Qual é sua a função específica na pesquisa?

Meu papel é um pouco variado, desde a concepção e o desenho do ensaio clínico e execução do projeto como um todo. Oficialmente, eu sou o clínico responsável pelo projeto, então meu papel é garantir o seguimento da segurança desses voluntários.

E como tem sido sua rotina?

A rotina é (trabalhar) sem hora para entrar, sem hora para sair, fim de semana, feriado. Eu acordo umas 6 horas, venho para o escritório, saio umas 18 horas e continuo trabalhando em casa, madrugada adentro. Durmo uma média de quatro horas por noite.

Como vocês reagiram quando viram que os primeiros resultados eram animadores e como se preparam para as diferentes possibilidades da fase 3, inclusive não ter o resultado esperado?
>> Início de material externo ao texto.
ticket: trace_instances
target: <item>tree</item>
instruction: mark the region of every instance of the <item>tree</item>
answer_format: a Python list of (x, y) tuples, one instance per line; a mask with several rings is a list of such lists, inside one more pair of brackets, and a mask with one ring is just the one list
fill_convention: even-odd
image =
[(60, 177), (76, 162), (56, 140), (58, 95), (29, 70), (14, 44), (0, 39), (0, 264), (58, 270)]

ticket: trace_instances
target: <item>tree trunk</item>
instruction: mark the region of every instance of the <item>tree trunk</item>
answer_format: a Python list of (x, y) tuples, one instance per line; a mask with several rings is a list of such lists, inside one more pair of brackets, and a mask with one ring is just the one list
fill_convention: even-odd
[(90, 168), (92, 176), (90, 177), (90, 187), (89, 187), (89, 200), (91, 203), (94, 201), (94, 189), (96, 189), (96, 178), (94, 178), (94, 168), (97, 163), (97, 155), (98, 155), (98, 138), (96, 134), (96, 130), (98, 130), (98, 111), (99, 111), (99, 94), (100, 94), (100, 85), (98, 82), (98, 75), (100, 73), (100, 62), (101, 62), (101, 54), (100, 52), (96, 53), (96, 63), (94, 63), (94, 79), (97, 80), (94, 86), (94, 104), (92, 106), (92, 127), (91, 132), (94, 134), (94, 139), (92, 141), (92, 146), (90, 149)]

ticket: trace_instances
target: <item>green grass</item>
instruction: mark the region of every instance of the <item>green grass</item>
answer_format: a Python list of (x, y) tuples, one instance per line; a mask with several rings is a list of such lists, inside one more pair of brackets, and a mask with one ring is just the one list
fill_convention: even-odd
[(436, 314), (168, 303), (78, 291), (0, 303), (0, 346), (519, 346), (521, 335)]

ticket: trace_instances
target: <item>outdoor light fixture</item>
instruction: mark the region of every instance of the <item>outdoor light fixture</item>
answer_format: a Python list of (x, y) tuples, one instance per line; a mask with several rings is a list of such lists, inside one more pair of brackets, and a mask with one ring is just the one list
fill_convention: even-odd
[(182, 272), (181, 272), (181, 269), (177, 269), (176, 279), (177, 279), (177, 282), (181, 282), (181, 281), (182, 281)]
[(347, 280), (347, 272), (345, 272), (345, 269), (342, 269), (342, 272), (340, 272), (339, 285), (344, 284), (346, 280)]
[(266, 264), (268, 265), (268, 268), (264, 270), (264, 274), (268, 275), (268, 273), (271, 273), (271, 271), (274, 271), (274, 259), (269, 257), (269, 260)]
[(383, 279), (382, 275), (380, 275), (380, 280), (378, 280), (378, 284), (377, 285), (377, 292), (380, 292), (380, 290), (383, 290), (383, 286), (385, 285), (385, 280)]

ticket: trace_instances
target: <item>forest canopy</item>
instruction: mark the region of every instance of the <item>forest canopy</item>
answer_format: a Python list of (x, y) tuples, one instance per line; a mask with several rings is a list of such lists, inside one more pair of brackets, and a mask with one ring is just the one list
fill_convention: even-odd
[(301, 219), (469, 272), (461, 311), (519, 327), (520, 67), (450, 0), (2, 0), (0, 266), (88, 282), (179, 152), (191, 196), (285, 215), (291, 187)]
Ciência é muito sobre tentativa, erro e acerto. Então, sim, a vacina é bastante promissora, é capaz de induzir uma resposta imune que a gente considera uma boa resposta dos anticorpos capazes de neutralizar o vírus, mas não se sabe se isso é suficiente para prevenir a doença. Como tudo na vida, existe uma chance de a vacina não dar certo, mas a gente tenta manejar tanto as nossas expectativas quanto as do público geral. Mas todo mundo está bastante confiante.

 

Você faz parte de um grupo que estuda patógenos emergentes. Vocês já fazem pesquisas se antecipando a novas doenças? Imaginava enfrentar uma pandemia dessa?

A comunidade científica internacional vem se preparando para enfrentar uma epidemia de uma doença X. Agora, que essa epidemia fosse ter as dimensões e o impacto global que teve, isso pegou todo mundo de surpresa.

As outras epidemias recentes, como Ebola e zika, castigaram mais os países em desenvolvimento. O fato da pandemia de covid atingir todos os países vai mudar a visão sobre a importância do investimento na ciência?

Sempre houve interesse da comunidade científica internacional de estudar essas doenças, mas o que sempre faltou foi financiamento. A gente espera que o mundo tenha compreendido com essa última pandemia que o que acontece na China, por exemplo, tem impacto quase que imediato no Brasil, nos Estados Unidos, no mundo inteiro. A gente espera que, depois disso tudo, tenhamos mais investimentos em pesquisa para que a gente possa se preparar de uma forma mais adequada para a próxima pandemia. Essa não foi a última.